Submission: Complete your solutions in the
provided R Markdown file, named
midterm-<your-name>.Rmd (replace
<your-name>). Submit both the .Rmd and
the HTML/PDF by the deadline.
Permitted Resources: You may use R help, class
materials, your own previous code, and the following packages:
tidyverse, openintro,
nycflights13 (and dependencies). No Internet
search, AI tools, or outside communication (except with the instructor)
allowed.
Late Policy: No late submissions.
Code Requirements: Use only the allowed packages. For each question, include relevant code and concise written answers. Use graphs/tables as instructed.
Graph Formatting: Polish your graphs.
You should use codes, graphs or results to answer each question unless noted otherwise.
mpg data setAfter loading tidyverse library, a data set named
mpg should be ready to explore. The following questions are
based on this data set.
Create a new variable mpg_overall which is the
average of city and highway fuel consumption in miles per gallon. Then
create a histogram of this new variable with each group covering values
of 20-22, 22-24 etc.
Create a graph to study the relationship between drive train
types and mpg_overall.
Create a table to find out which car class has the highest mean
mpg_overall.
Create a proper graph to study the composite effect of
year and cyl to mpg_overall. You
shall treat year and cyl as categorical
variables in your graph.
flights data setFor the following tasks, use data set flights of the
nycflights13 package.
For JFK airport, which day in November 2013 has the biggest average arrival delay? Create a table to answer the question.
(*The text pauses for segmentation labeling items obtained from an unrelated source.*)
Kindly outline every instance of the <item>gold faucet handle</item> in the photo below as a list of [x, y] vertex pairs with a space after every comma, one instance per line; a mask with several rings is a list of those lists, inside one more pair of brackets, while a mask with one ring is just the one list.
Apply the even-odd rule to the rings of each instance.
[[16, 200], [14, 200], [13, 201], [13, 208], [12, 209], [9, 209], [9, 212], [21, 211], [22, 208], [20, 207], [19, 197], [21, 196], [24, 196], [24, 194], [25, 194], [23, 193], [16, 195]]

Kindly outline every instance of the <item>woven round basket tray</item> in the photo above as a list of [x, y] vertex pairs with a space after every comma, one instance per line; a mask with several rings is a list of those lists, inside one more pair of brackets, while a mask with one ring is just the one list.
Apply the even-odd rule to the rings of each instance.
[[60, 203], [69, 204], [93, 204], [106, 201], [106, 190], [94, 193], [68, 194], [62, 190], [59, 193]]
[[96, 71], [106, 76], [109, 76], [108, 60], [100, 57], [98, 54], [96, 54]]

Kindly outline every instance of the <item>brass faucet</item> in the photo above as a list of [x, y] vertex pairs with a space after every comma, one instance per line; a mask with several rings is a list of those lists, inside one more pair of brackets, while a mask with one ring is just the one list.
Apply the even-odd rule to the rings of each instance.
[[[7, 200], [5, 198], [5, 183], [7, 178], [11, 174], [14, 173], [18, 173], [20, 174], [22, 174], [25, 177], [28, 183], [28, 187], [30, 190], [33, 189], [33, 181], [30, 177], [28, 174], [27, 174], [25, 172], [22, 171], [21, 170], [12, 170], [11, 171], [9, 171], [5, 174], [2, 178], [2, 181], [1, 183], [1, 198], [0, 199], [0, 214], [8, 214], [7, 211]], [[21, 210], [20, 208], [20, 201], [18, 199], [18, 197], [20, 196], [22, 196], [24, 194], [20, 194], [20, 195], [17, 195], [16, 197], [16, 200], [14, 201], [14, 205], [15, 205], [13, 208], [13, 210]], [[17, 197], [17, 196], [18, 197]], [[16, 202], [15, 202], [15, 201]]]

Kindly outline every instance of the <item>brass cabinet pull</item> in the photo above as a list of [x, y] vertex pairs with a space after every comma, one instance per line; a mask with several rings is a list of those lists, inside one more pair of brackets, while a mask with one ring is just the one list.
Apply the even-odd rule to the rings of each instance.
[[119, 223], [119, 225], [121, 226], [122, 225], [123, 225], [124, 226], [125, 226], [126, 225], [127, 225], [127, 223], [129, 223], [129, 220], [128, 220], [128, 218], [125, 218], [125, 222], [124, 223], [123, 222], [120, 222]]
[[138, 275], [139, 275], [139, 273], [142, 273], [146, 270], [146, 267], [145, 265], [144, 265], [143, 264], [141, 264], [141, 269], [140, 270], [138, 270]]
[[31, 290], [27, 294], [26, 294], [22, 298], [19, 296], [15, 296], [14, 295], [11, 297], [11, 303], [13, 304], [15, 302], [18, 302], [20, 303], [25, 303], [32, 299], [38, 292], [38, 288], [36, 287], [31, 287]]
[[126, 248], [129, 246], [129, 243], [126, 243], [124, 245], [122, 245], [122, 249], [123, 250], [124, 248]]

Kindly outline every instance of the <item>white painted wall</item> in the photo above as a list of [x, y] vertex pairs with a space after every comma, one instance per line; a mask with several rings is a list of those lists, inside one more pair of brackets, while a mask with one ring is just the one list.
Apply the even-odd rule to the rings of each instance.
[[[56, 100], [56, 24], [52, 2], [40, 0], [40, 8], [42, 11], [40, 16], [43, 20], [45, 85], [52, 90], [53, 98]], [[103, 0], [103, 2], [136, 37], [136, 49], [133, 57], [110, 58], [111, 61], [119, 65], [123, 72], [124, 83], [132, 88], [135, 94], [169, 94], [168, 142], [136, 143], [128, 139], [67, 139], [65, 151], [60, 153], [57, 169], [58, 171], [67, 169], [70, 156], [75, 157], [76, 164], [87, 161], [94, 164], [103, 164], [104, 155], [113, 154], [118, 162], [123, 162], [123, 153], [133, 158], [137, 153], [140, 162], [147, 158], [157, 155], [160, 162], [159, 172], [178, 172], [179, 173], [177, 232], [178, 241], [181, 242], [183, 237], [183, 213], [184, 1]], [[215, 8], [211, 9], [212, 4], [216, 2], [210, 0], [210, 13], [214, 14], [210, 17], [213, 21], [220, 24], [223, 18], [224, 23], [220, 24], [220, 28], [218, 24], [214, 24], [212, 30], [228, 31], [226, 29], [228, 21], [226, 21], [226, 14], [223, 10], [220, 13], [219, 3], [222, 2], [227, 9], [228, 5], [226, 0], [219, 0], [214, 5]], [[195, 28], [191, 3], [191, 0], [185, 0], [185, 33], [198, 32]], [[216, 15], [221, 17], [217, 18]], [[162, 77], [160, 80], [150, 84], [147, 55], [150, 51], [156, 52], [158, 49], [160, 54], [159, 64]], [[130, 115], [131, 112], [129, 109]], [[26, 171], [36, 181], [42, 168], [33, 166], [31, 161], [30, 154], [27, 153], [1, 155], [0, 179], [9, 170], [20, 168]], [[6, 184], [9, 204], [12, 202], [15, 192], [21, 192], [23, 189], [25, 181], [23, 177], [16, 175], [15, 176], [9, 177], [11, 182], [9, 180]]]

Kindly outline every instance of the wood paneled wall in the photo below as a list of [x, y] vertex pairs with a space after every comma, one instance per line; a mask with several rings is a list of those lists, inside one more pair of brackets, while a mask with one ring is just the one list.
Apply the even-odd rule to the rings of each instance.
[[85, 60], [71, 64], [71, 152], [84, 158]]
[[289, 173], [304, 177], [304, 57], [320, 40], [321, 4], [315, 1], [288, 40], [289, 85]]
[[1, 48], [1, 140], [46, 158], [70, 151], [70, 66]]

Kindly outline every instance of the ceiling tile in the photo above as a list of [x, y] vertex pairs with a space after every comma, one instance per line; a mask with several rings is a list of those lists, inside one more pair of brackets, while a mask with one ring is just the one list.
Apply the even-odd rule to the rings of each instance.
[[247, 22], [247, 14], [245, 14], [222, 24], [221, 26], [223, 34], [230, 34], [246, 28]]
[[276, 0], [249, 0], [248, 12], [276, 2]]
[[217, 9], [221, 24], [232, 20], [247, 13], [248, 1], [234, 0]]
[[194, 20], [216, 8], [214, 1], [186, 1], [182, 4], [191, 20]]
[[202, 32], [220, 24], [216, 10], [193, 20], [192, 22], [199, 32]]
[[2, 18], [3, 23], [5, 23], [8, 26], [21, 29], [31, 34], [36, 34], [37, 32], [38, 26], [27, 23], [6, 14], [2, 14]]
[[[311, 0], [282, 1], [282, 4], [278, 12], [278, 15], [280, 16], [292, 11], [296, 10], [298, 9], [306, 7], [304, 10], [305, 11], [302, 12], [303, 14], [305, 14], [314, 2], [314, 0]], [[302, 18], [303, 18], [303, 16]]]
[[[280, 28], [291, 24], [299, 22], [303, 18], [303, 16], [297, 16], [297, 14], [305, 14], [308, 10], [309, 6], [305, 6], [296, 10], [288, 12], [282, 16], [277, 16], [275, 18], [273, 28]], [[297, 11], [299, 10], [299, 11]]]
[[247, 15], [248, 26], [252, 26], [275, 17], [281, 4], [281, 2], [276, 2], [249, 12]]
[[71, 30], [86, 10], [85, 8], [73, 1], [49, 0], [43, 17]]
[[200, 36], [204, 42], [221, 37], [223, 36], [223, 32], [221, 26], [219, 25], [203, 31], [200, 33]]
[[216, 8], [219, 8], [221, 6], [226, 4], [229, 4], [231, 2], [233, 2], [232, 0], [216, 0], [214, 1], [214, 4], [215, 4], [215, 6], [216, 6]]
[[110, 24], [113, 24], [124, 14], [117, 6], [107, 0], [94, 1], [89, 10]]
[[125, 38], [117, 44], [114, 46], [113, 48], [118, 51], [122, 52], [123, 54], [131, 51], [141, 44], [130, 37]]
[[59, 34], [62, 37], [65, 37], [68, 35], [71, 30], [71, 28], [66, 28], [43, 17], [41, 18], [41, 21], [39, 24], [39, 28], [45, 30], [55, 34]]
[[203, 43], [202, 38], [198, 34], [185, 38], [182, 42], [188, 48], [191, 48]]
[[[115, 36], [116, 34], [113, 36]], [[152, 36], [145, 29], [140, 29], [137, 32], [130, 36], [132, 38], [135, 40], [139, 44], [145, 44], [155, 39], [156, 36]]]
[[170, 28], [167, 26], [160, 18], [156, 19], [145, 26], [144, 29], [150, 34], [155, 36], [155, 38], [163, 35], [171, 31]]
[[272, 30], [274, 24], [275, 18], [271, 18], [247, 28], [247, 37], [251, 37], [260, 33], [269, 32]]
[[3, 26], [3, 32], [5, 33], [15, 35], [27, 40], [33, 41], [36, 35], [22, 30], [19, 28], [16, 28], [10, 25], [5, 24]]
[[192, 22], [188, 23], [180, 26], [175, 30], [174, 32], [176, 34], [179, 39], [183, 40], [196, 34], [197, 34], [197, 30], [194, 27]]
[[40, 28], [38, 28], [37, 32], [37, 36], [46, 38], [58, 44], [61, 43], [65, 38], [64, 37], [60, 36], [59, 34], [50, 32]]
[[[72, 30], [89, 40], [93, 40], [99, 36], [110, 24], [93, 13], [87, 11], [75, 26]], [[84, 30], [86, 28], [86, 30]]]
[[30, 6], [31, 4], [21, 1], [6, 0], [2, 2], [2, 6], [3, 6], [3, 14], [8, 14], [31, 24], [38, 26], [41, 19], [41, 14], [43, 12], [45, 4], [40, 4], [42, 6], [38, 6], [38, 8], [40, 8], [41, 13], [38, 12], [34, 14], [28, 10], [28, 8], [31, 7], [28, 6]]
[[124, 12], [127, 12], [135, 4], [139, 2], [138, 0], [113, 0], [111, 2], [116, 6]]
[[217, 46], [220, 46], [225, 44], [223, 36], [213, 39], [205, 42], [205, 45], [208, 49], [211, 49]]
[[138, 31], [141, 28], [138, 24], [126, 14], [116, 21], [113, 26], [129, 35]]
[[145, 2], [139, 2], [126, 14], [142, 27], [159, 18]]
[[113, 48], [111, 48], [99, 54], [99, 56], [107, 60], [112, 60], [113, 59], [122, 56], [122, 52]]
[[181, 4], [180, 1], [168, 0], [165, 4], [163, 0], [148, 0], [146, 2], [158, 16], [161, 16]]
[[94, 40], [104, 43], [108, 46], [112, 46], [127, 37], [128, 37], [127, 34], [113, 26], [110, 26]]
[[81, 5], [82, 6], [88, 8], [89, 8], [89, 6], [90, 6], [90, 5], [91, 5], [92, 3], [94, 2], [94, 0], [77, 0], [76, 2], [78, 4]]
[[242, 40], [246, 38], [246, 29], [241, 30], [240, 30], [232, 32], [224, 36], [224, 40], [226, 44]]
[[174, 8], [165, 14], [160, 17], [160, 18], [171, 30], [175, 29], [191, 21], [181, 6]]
Create a new variable cancel_flight which is
Cancelled if the departure time or arrival time is
NA, otherwise Not Cancelled.
Create a density graph that compares the distribution of
distance between cancelled flights and non-cancelled
flights.
How many unique flight routes are there in the data set? That is, each unique combination of an origin airport and a destination airport (such as from EWR to ORD) is considered as a route. Create a table to answer the question.
Add distance as a column to the table you created in
d). Hint: You should go back to the original flights data
set and reconstruct the table with distance included. Create a histogram
of distance for the route table.
Which route has the highest rate of flight cancellation? Create a table to answer the question.
flights data setThe following questions are also from flights data set.
Each question is worth 5% bonus points if answered correctly.
Create a proper graph to show the rate of cancellation flights for each airline. Answer which airline has the lowest rate of cancellation.
If multiple airlines run the same route, they can be considered as competitors. Which route is most competitive (has the most number of carriers)? List all of them in a table.